Saga wiążąca się z transferem Prejuce'a Nakoulmy trwa od dwóch lat. Od stycznia 2012 roku gotował się do zmiany klubu, ale mimo wielu konkretnych i lukratywnych niejednokrotnie ofert - propozycje odrzucał. Kiedy z kolei zgłaszał się klub z ligi, która by "Prezesa" zainteresowała - klauzula 1,25 mln euro była zawsze dla nabywcy zbyt wygórowana.
Wydaje się, że teraz - na pięć miesięcy przed końcem umowy z Górnikiem Zabrze - reprezentant Burkina Faso zmieni wreszcie barwy klubowe. Oczywiście mając na uwadze jego perypetie z Terekiem Grozny, gdzie zawodnik przeszedł testy medyczne i dogadał szczegóły umowy, by potem zerwać rozmowy niczego nie można przesądzać, ale tym razem ma być inaczej.

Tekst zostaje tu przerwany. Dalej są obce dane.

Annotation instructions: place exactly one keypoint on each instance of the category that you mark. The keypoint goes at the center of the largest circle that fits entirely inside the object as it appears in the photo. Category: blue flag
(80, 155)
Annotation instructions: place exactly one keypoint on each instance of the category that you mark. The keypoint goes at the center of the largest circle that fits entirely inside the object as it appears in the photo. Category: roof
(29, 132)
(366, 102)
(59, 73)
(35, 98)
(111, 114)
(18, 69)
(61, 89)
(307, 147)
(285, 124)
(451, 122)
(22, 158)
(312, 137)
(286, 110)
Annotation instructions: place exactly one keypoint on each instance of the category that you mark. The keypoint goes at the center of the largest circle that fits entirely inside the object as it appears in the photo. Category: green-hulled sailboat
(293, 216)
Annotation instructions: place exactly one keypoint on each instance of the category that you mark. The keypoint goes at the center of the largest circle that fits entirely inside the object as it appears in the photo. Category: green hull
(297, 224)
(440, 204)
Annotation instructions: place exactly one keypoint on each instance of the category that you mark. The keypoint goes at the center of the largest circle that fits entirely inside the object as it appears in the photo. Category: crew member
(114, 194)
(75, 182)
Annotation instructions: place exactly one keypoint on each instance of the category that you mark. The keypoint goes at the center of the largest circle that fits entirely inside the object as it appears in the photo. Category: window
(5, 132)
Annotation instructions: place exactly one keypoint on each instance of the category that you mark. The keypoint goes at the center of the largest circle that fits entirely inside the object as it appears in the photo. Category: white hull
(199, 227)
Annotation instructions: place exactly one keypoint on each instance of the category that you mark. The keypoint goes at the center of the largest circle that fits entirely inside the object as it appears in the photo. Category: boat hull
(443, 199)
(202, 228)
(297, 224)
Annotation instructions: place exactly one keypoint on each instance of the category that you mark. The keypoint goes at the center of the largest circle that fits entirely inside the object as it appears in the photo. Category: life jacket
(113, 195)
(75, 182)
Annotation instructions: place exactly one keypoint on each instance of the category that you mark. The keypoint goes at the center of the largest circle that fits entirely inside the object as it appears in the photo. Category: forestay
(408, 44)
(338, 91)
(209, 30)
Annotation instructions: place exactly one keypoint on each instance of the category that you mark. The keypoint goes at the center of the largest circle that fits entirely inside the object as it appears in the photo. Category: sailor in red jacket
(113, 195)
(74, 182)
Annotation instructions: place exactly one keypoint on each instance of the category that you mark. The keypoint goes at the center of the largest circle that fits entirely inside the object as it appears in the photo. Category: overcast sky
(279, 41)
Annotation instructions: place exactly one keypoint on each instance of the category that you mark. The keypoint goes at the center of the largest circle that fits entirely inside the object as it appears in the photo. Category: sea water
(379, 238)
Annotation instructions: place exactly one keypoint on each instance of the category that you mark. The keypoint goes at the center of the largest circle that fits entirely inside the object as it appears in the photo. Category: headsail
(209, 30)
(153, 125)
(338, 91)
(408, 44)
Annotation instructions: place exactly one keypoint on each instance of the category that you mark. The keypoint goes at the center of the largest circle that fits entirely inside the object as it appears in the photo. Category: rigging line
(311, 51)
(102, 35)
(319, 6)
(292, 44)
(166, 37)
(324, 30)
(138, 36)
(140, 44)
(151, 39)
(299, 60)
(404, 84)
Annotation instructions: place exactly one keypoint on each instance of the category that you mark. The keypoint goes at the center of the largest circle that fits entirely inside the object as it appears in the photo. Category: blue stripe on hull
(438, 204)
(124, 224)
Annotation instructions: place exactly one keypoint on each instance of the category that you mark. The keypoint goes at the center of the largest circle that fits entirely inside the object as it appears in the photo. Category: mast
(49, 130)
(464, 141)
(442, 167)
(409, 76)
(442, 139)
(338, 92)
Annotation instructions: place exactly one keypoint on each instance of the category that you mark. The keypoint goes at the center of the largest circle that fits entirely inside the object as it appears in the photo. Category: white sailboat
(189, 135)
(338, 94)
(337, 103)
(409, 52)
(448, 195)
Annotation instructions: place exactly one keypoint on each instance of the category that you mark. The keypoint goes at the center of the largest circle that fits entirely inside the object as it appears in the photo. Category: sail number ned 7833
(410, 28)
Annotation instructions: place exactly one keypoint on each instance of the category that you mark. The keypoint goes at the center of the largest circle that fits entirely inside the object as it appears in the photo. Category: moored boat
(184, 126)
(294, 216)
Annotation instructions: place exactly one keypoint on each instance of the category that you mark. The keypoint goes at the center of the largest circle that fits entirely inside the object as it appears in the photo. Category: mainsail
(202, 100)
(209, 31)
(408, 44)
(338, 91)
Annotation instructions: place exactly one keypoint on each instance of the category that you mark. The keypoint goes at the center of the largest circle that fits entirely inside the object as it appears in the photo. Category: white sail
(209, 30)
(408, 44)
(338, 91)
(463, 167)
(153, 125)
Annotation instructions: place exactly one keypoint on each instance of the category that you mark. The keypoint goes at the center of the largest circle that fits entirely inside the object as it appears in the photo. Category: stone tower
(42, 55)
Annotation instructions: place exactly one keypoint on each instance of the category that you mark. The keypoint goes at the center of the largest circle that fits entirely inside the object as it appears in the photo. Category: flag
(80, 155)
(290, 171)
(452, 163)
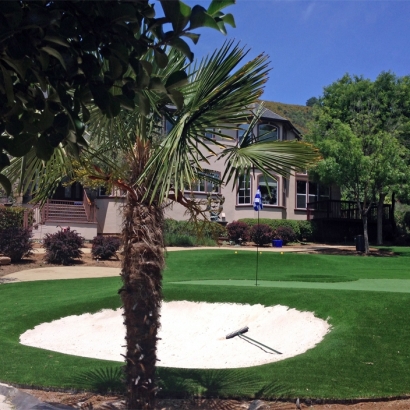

Nakoulma osiągnął już porozumienie z Besiktasem Stambuł i gościł już w tureckiej metropolii. Negocjacje trwają jeszcze między klubami, a te ułatwia fakt, że okienko w Turcji zamyka się dopiero w poniedziałek. Zabrzanie chcą na swoim najlepszym graczu zarobić 400-500 tys. euro i zapewnić sobie procent z kolejnego transferu, a Turcy chętnie by nieco kwotę transferową zbili.
Niemniej tak blisko odejścia z Górnika jak teraz czarnoskóry zawodnik chyba jeszcze nie był. Po powrocie ze Stambułu "Prezes" był zachwycony urokiem miasta. Stadion Besiktasu leży po europejskiej stronie tego miasta i jest bodajże jedyną piłkarską areną na świecie, z której widać Europę i Azję. Tuż obok znajduje się malownicza cieśnina Bosfor.
Działacze ze Stambułu wiedzą, że jeśli nie uda się porozumieć z Górnikiem tej zimy, to latem będą mogli Nakoulmę przejąć za darmo. Klub z Zabrza takiej ewentualności jednak nie dopuszcza i z pewnością działacze zrobią wszystko, by finalizacja rozmów była pomyślna dla każdej ze stron.